HTML Source Code: DOM

  • To parse HTML, it is convenient to represent our HTML document as a tree-like structure that contains information in nodes and links information through branches.

  • This tree-like structure is called the Document Object Model (DOM).

    • DOM is a cross-platform and language-independent interface that treats an XML (eXtensible Markup Language) or HTML document as a tree structure wherein each node is an object representing a part of the document.

HTML Source Code: DOM

HTML Source Code: DOM

JavaScript (JS) – Adding Interactivity

  • JavaScript (JS) is a client-side programming language that enhances web interactivity.
    • It runs directly in the user’s browser, reducing server load.
    • JS is often used with third-party libraries to expand website functionality.
    • It enables dynamic content, user interactions, and animations.

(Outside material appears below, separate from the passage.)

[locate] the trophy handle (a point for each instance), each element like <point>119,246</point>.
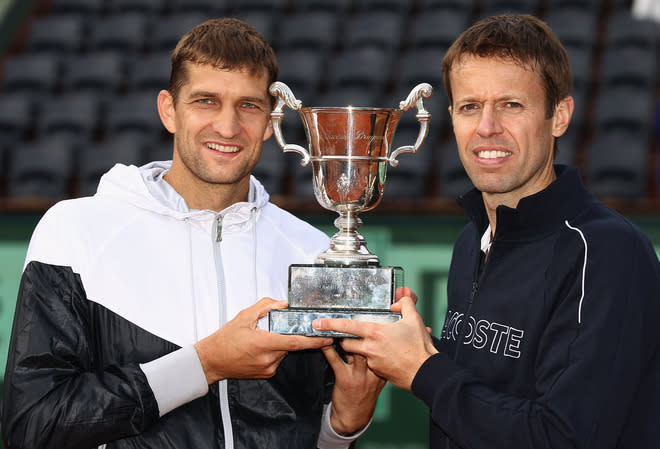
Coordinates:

Cascading Style Sheets (CSS) – Styling the Web

  • CSS is used to design and format the layout of a webpage.
    • It controls colors, fonts, text size, background, spacing, and display properties.
    • Analogy:
      • HTML = The structure of a house (walls, roof, foundation).
      • CSS = The decoration (paint, carpet, wallpapers).
      • JS = The interactive elements (automatic doors, lights, smart devices).
  • Together, HTML, CSS, and JS form the foundation of modern web development.